Re: [PATCH v1 0/5] target/arm: Handle psci calls in userspace

Gavin Shan <gshan@xxxxxxxxxx> · Thu, 13 Jul 2023 10:27:57 +1000

Hi Salil,

On 7/4/23 19:58, Salil Mehta wrote:


Latest Qemu Prototype (Pre RFC V2) (Not in the final shape of the patches)
https://github.com/salil-mehta/qemu.git ;  virt-cpuhp-armv8/rfc-v1-port11052023.dev-1


should work against below kernel changes as confirmed by James,

Latest Kernel Prototype (Pre RFC V2 = RFC V1 + Fixes)
https://git.gitlab.arm.com/linux-arm/linux-jm.git ;  virtual_cpu_hotplug/rfc/v2


I think it'd better to have the discussions through maillist. The threads and all
follow-up replies can be cached somewhere to avoid lost. Besides, other people may
be intrested in the same points and can join the discussion directly.
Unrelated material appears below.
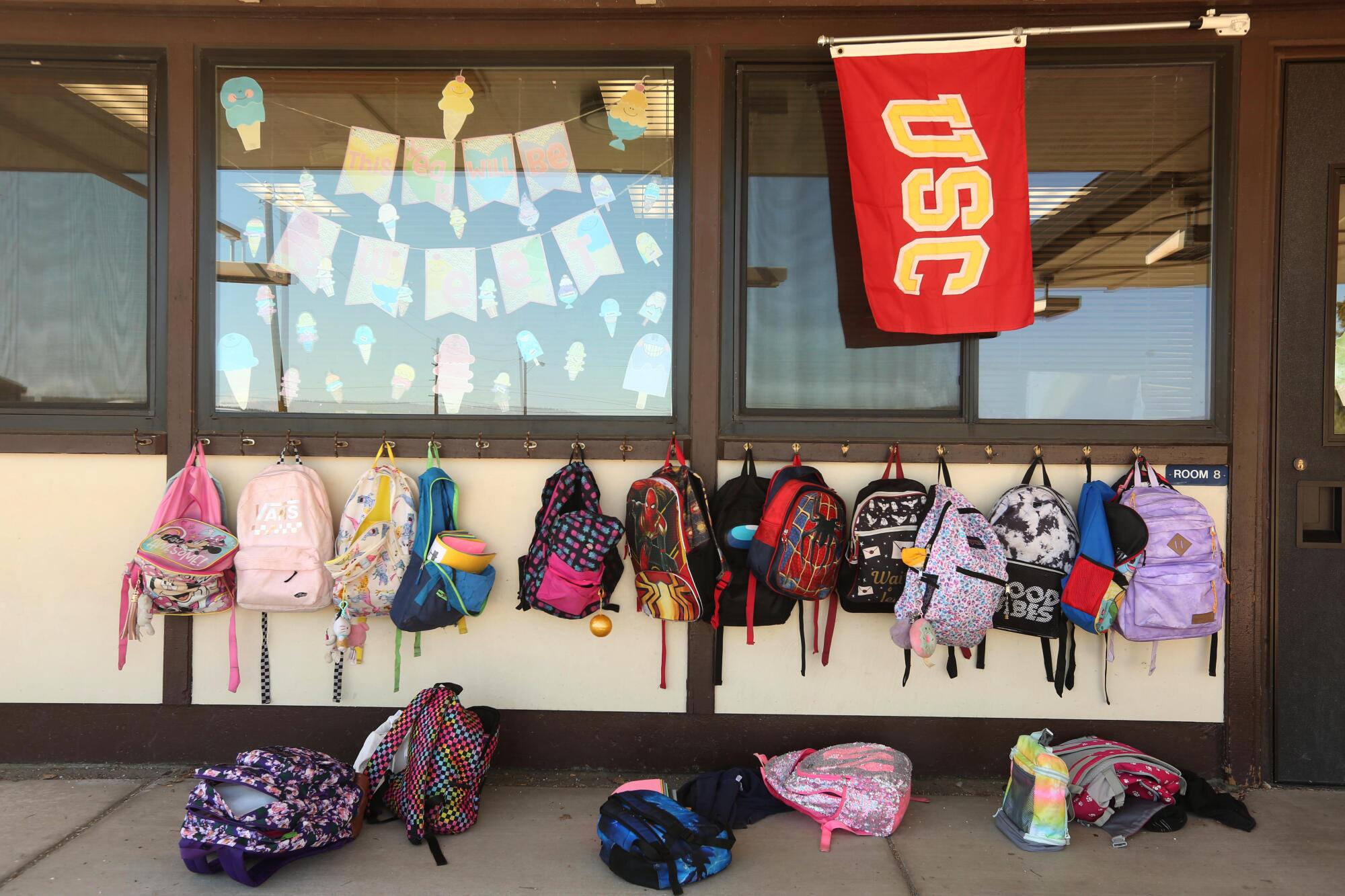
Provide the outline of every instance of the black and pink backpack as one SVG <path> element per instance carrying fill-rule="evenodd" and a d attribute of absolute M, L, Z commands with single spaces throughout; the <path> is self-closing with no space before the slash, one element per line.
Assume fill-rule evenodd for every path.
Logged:
<path fill-rule="evenodd" d="M 518 609 L 584 619 L 599 607 L 616 612 L 624 529 L 603 514 L 601 492 L 582 453 L 551 474 L 527 553 L 518 558 Z"/>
I got a chance to give the RFC patchsets some tests. Not all cases are working
as expected. I know the patchset is being polished. I'm summarize them as below:

(1) coredump is triggered when the topology is out of range. It's the issue we
    discussed in private. Here I'm just recapping in case other people also blocked
    by the issue.

    (a) start VM with the following command lines
     /home/gavin/sandbox/qemu.main/build/qemu-system-aarch64       \
     -accel kvm -machine virt,gic-version=host,nvdimm=on -cpu host \
     -smp cpus=1,maxcpus=2,sockets=1,clusters=1,cores=1,threads=2  \
     -m 512M,slots=16,maxmem=64G                                   \
     -object memory-backend-ram,id=mem0,size=512M                  \
     -numa node,nodeid=0,cpus=0-1,memdev=mem0                      \

    (b) hot add CPU whose topology is out of range
    (qemu) device_add driver=host-arm-cpu,id=cpu1,core-id=1


    It's actually caused by typos in hw/arm/virt.c::virt_cpu_pre_plug() where
    'ms->possible_cpus->len' needs to be replaced with 'ms->smp.cores'. With this,
    the hot-added CPU object will be rejected.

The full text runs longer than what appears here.